The first Okanagan Christmas was likely very dreary.

The holiday likely started in Kelowna with Father Charles Pandosy, when he arrived with his group of about 10 people in the winter of 1859.

Pandosy was a Catholic priest from France, credited with establishing the first non-native permanent settlement in the Okanagan, where Kelowna’s Mission is now located.

Pandosy, Father Pierre Richard and Brother Surel were tasked with opening a mission in the Okanagan Valley on behalf of their order, according to the Father Pandosy website. The aim was to spread the Catholic religion to local First Nations.

However, after arriving in the Valley in October, or November, they spent their first winter and Christmas at the south end of Ellison Lake (also known as Duck Lake).

“At that time there was no Kelowna, no Vernon, no Penticton. They had what they were able to bring in on horseback and it was a long cold winter,” said local historian Bob Hayes.

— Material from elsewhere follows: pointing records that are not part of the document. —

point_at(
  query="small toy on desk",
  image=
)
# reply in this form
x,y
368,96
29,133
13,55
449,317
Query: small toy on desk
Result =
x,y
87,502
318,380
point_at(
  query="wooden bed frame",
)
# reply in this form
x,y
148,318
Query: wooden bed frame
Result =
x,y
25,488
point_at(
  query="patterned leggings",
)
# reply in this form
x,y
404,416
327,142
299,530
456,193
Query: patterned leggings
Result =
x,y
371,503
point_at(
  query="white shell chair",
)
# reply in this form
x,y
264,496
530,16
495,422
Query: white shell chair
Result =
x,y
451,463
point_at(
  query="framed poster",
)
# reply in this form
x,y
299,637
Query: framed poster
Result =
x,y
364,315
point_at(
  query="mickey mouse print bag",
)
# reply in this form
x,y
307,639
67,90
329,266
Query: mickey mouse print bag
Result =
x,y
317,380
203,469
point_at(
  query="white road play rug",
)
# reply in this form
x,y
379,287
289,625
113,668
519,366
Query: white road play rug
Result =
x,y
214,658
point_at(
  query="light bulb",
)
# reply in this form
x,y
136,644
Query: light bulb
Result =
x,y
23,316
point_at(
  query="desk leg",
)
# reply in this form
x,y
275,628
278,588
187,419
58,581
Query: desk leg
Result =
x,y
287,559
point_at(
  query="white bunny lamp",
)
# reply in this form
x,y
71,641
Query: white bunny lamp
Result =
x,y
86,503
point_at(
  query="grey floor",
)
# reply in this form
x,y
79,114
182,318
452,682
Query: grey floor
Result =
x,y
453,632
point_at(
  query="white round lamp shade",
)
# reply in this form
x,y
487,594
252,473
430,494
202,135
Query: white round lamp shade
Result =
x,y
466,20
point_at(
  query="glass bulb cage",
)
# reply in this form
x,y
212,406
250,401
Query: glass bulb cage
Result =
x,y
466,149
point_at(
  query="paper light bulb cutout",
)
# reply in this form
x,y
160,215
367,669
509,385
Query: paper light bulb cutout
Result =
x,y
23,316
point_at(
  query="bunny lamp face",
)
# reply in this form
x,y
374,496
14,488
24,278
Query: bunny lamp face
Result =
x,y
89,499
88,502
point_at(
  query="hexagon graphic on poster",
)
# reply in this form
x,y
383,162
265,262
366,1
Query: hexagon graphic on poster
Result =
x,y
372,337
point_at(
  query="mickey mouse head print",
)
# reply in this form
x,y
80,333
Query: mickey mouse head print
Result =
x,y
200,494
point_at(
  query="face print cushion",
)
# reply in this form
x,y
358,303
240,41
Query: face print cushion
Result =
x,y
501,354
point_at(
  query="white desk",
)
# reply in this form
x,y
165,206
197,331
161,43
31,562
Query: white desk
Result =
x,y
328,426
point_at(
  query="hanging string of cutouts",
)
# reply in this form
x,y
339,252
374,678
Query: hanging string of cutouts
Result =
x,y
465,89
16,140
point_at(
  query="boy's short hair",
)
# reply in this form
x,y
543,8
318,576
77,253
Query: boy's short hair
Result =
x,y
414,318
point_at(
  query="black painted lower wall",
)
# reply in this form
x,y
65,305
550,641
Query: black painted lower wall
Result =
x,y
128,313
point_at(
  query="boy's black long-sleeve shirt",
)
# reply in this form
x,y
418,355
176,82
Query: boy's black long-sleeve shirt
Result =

In a crude shelter, they must have been cold and lonely, he said. Some of their horses were slaughtered to allow the group to survive.

The Christmas celebration would have been a simple one, focusing on the religious celebration, rather than the gifts and decorations Okanagan residents are accustomed to seeing today.

Because of the group’s lack of resources, the celebration would have been minimal. Pandosy was also arthritic. They likely survived with the help of a few mysterious individuals, he said.

Letters sent by Pandosy explain the group was dying. In their humble, rustic shelter, the group endured.

The Okanagan’s first chapel was built the following year, where the first service was held.

Families lived upstairs in the small, cramped quarters.

“If you squeeze people in, you might get a dozen in there. It’s a very tiny log building,” said Hayes.

A trading post was not established until 1861, so there was no place to purchase gifts. Anything given would have had to be handmade, said Hayes.

Not like today when you go rushing out to the mall to buy things, he said.

Christmas trees were also not introduced into much later in the Okanagan. The Christmas tree originated from Germany and was a pagan ritual.

An alternate story to Pandosy’s suggests evidence of Spanish settlers long before Pandosy’s mission in the Okanagan. Remains of a log building were discovered in 1861 near Sexsmith and Hwy 97 and a Spanish firearm was later discovered in the bank of Mill Creek.

Hayes said the Spaniards would have been in the area in the 1700s, and they may have observed the holiday in the Okanagan.

“But we know nothing about them, other than obviously there was someone here,” he said.

Author Edmond Rivere wrote a book on Pandosy and settlers in the Okanagan, but said in Pandosy’s letters there was never any mention of Christmas or other traditional Catholic holidays.

Rivere’s theory is that the settlers were too busy focusing on survival, and Pandosy was a bit of a rebel when it came to performing certain rituals.